Suppose you are an analyst in the oil refinery industry

Suppose you are an analyst in the oil refinery industry and are responsible for estimating the equilibrium price and quantity of home heating oil. To do so, you must consider factors that can affect the supply of and demand for heating oil.

Determinants of the demand for heating oil include household income, the price of an oil furnace (a complementary good for heating oil), and the price of natural gas (a substitute good for heating oil). Determinants of the supply of heating oil include the cost of crude oil and the cost of refining crude oil into home heating oil.

Use the calculator to help you answer the following questions. You will not be graded on any changes you make to the calculator.

(Note: Once you enter a value in a white field, the graph and any corresponding amounts in each grey field will change accordingly.)

Initially, the price of natural gas is $10 per 1,000 cubic feet, the price of an oil furnace is $2,000, the average annual household income is $40,000, the cost of crude oil is $25 per barrel of heating oil, and the cost of refining oil is $15 per barrel of heating oil.

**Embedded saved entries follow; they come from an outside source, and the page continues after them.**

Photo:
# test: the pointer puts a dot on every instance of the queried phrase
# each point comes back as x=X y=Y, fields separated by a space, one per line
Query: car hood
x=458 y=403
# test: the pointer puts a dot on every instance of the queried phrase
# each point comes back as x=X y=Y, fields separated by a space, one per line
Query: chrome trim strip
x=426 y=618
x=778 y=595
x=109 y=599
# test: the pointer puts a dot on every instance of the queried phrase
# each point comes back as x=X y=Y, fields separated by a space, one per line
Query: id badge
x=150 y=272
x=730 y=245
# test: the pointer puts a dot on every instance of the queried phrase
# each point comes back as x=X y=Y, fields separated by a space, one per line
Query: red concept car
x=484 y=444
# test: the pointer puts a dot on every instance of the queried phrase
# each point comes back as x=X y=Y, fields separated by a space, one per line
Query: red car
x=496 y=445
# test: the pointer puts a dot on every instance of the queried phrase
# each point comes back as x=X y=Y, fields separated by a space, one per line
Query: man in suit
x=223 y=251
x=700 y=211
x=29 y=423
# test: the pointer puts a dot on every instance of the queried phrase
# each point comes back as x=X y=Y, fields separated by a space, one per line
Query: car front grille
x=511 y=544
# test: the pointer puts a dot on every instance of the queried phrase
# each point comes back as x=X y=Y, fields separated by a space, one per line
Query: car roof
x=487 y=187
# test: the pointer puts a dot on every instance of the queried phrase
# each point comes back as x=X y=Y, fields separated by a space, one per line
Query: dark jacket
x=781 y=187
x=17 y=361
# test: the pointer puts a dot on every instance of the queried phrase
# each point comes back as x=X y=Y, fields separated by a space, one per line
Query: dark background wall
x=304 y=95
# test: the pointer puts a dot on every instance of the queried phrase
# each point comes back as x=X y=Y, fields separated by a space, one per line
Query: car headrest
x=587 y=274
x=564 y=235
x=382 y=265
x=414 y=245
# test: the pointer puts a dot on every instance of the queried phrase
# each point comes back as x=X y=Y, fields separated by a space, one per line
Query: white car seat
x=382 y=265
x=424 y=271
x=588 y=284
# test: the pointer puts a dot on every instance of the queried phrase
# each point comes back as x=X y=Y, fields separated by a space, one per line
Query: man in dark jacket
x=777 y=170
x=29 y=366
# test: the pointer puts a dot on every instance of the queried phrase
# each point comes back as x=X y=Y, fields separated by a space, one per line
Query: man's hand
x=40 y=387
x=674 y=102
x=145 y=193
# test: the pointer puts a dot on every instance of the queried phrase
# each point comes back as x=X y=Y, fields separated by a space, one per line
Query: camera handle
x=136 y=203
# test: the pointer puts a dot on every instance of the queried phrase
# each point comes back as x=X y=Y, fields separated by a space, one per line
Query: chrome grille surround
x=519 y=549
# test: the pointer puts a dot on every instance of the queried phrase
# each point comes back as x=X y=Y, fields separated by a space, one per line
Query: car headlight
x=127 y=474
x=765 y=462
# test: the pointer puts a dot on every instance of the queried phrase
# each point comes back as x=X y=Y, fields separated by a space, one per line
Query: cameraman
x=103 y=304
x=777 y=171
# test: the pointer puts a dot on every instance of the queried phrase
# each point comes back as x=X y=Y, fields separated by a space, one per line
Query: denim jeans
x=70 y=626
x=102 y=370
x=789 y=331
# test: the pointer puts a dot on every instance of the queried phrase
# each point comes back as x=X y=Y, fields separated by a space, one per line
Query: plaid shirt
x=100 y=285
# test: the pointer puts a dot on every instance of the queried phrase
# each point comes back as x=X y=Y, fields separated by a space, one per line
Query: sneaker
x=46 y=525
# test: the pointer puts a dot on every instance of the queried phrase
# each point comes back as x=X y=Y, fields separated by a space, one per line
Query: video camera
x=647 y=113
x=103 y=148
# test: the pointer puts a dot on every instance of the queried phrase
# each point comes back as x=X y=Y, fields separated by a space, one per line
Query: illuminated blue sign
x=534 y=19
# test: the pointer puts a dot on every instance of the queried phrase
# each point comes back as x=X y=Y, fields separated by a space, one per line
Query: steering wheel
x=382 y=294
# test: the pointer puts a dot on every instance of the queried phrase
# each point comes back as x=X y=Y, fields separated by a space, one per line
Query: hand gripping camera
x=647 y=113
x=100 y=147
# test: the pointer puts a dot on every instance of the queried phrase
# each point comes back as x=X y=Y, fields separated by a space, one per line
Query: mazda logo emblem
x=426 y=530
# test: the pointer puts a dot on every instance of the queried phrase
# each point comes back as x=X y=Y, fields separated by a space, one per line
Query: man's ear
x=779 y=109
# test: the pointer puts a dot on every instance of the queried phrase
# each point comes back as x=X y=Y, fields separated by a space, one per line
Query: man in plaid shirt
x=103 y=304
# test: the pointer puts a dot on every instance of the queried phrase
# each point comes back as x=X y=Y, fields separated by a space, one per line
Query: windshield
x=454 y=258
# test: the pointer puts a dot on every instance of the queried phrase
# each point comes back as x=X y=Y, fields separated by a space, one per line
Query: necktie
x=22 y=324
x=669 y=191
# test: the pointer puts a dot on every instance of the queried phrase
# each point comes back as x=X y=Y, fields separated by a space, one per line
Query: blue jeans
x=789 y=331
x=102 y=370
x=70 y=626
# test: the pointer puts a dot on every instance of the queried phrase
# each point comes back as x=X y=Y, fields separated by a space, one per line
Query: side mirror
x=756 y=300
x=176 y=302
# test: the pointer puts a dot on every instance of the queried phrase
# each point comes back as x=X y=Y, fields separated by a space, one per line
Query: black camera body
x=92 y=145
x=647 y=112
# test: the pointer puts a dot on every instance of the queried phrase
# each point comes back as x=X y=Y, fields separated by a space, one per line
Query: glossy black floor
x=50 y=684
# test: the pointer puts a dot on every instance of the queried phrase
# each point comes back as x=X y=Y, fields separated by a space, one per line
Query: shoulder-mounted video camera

The equilibrium quantity in this market is_________________ thousand barrels of heating oil per day, and the equilibrium price is $____________________ per barrel.

Suppose that the cost of crude oil decreases from $25 to $20 for each barrel of heating oil produced. Assuming that the rest of the determinants of supply and demand for heating oil remain equal to their initial values, the market will eventually reach a new equilibrium price of $ ___________________per barrel.

Reset the calculator to its initial values. (Hint: When you click in the box of any changed values, you will see a circular arrow to the left of the box that enables you to reset numbers to their initial values.)

Suppose that instead of a change in the cost of producing heating oil, there was an increase in average annual income from $40,000 to $50,000. If the price of heating oil were to remain at the initial equilibrium price you found in the first question, there would be ( a shortage or supply or a surplus) of heating oil, which would exert (downward or upward) pressure on prices.